7. International Transfers
All core systems are hosted within the EEA. Where vendors operate outside these areas (e.g. US-based email services) we ensure that an adequate level of protection exists - typically via the UK International Data Transfer Agreement (IDTA) or recognised UK Addendum to EU Standard Contractual Clauses.
8. Data Security
We implement proportionate technical and organisational measures including:
- TLS encryption for website and email traffic;
- role-based access controls & strong authentication;
- encrypted off-site backups;
- staff confidentiality agreements & GDPR training;
- regular patching and penetration testing of systems.
9. Data Retention
| Data type | Retention period |
|---|---|
| Patient clinical records | Minimum 11 years after last visit, or until age 25 for children (whichever is later) |
| Financial records | 7 years for HMRC compliance |
| Marketing consents & opt-outs | Indefinitely or until withdrawn + six years |
| Website analytics logs | 26 months (Google Analytics default) |
| Enquiry/Contact forms | 24 months unless converted into active patient record |
We periodically review the data we hold and securely erase or anonymise it when no longer required.
10. Your Rights
You have the rights to:
- Be informed - this policy fulfils that right.

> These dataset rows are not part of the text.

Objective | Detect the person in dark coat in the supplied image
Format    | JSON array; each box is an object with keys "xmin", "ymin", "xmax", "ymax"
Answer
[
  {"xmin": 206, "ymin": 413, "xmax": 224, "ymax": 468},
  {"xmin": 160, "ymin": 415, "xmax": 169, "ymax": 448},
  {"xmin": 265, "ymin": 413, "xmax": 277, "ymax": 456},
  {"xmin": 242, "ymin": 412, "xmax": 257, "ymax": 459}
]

- Access - receive a copy of your data.
- Rectification - correct inaccurate or incomplete data.
- Erasure - ask us to delete data (subject to legal limits).
- Restriction - suspend our processing in certain circumstances.
- Portability - obtain your data in a structured, machine-readable format.
- Object - to processing based on legitimate interests or direct marketing.
- Not be subject to automated decision-making that produces legal or similarly significant effects.
To exercise any right, please contact our DPO (details in section 2). We will respond within one month.
11. Marketing Communications
We will send electronic marketing only with your consent or under the PECR "soft opt-in" for existing patients. You can opt out at any time by:
- clicking the "unsubscribe" link in any marketing email;
- replying "STOP" to SMS; or
- contacting us directly.
12. Automated Decision-Making and Profiling
We do not use automated decision-making that produces legal effects. Basic segmentation (e.g. reminding patients overdue for hygiene) is performed under legitimate interests and does not amount to profiling under UK GDPR.
13. Cookies and Similar Technologies
Our Website uses strictly necessary cookies (to maintain sessions) and performance cookies (e.g. Google Analytics) to understand visitor behaviour. On your first visit we display a cookie banner allowing you to accept or decline non-essential cookies. Detailed cookie information is available in our separate Cookie Policy.
14. How to Complain
If you believe we have not handled your data correctly:
- Contact our DPO in the first instance so we can address your concerns.
- You may lodge a complaint with the Information Commissioner's Office (ICO): ico.org.uk Tel: 0303 123 1113.
15. Changes to This Policy
We review this Policy at least annually. Updates will be posted on this page and, where appropriate, notified to you by email or displayed in the Practice.